Saturday, March 05, 2011

Marketing and th Dark Night of the Soul

"In the real dark night of the soul," wrote F.Scott Fitzgerald, "It is always three o'clock in the morning."   On this line, I agree with Keith Humphries that watching TV in the middle of the night is a pretty depressing experience but I think he has it backwards.   We learn from such lugubrious inquiries, Keith says:
(1) You are not all right the way you are (i.e., you are fat, lonely, unattractive, out of work, poor)
(2) There is a product you can buy that will immediately make you all right
But watching TV at the lonely hour is not the cause of self-contempt; it is the consequence.  Nobody has to tell you that your life is screwed up;you knew that already or you wouldn't be here.  That's why you are a secure for a cure.

It all makes me remember the late Hugh Slate, LA lawyer and the proprietor of the first bankruptcy mill with which I was ever closely acquainted.  Some thought Hugh was a shyster and I recognize a fair basis for that belief: there is good reason to suspect that any lawyer who advertises on TV is a shyster.
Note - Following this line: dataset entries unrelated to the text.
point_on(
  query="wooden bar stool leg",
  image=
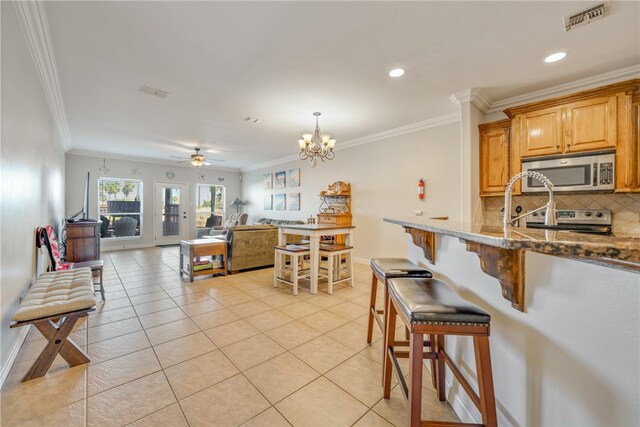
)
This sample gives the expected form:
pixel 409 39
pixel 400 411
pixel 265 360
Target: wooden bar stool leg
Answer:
pixel 416 345
pixel 485 381
pixel 295 273
pixel 372 306
pixel 440 367
pixel 390 324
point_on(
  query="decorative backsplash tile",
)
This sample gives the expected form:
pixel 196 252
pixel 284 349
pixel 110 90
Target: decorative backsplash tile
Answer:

But I have another opinion: I think  was just an early master of mass marketing and economies of scale.   I do remember his ads, where he'd repeat, with his rich Tennessee accent (as a commentator remembers it): "we make bill collectors leave you alone, and that means leave you alone."

 

Got it? Now go and get some sleep. And call me in the morning.

Afterthought:  I suppose the counter would be the idea that "three o'clock is not a good time to start anything, whether morning or afternoon."  And BTW, yes, Keith said four o'clock, not three, but same difference.

Defensive Update:  You were watching, Buce?  Got some self-contempt issues, have we?  No, not really, but I've always been a patchy and inconsistent sleeper.